The French Participant is not authorized to transfer the shares issued pursuant to the Deferred Stock Units until at least the second anniversary of the Vesting Date or other later date determined by the Committee in compliance with the minimum mandatory holding period provided for by Section L. 225-197-1 of the French Commercial Code, even if the French Participant is no longer an employee or corporate officer of a French Entity.

In addition to the restriction on the sale of the shares of Stock issued to the French Participants in the preceding paragraph, said shares may not be sold during certain closed periods (set forth in Section 8 of this French DSU Plan) to the extent such Closed Periods are applicable to Shares underlying French qualified Deferred Stock Units under French law.

 

  (d) French Participant’s Account.

The Stock issued to the French Participant shall be recorded in an account in the name of the French Participant with the Company or a broker or in such other manner as the Company may otherwise determine in order to ensure compliance with applicable restrictions provided by law.

 

  5. Non-transferability of Deferred Stock Units.
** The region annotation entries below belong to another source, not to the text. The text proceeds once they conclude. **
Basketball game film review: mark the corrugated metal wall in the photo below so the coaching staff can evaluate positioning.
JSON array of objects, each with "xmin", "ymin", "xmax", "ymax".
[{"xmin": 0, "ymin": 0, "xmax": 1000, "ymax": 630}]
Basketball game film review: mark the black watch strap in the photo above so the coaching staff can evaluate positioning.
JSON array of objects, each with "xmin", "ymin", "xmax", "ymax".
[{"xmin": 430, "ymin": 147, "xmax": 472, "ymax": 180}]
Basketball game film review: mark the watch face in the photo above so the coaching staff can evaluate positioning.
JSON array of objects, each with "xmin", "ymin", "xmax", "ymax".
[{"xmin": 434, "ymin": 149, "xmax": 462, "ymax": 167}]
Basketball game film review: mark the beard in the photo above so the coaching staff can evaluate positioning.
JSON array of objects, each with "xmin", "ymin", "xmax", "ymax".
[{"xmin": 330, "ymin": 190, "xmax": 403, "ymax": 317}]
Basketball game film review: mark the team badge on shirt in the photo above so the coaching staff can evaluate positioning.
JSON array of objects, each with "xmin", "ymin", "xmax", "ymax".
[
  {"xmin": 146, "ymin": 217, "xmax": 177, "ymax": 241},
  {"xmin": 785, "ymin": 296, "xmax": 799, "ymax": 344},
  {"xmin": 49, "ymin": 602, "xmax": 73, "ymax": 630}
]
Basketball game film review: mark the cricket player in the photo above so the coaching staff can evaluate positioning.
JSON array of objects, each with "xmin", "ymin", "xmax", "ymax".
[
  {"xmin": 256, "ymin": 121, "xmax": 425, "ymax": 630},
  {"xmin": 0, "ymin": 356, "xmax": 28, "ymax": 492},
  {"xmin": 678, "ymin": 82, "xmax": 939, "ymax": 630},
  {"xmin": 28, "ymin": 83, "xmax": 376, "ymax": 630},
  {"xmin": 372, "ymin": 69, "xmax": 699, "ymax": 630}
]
Deferred Stock Units may not be transferred to any third party and Stock will only be issued to the French Participant, except in the event of the French Participant’s death.

 

  6. Adjustments and Change in Control.

In the event of adjustment or a Change in Control, adjustment to the terms and conditions of the Deferred Stock Units or underlying shares of Stock may be made in accordance with the U.S. Plan and pursuant to applicable French legal and tax rules, unless otherwise provided for by the Committee at its discretion. Adjustments that would violate applicable French rules may result in the disqualification of the Deferred Stock Units for the French favorable tax and social security regime.

 

  7. Death.

In the event of the death of a French Participant, all Deferred Stock Units held by the French Participant at the time of death (whether vested or unvested at the time of death) shall become immediately vested. The Company shall issue the underlying shares of Stock to the French Participant’s heirs, at their request, within six months following the death of the French Participant. Notwithstanding the foregoing, the French Participant’s heirs must comply with the restriction on the sale of shares of Stock set forth in Section 4(b) to the extent as applicable under French rules.

 

  8. Dividends Equivalent.

Dividend equivalents shall not accrue or be paid to the French participants.

 

  9. Interpretation.

It is intended that Deferred Stock Units granted under the French DSU Plan shall qualify for the favorable tax and social security treatment applicable to Deferred Stock Units granted under Sections L. 225-197-1 to L. 225-197-5 of the French Commercial Code, as amended, and in accordance with the relevant provisions set forth by French tax and social security laws. The terms of the French DSU Plan shall be interpreted accordingly and in accordance with the relevant Guidelines published by French tax and social security administrations and subject to the fulfilment of legal, tax and reporting obligations, if any applicable. However, certain corporate transactions or certain modifications to the Deferred Stock Units may impact the qualification of the Deferred Stock Units and underlying shares of Stock for the favourable regime in France.


  11. Employment Rights.

The adoption of this French DSU Plan shall not confer upon the French Participants, or any employees of a French Subsidiary, any employment rights and shall not be construed as part of any employment contracts that a French Subsidiary has with its employees.

 

  12 Effective Date.

The French DSU Plan is effective as of July 25, 2005.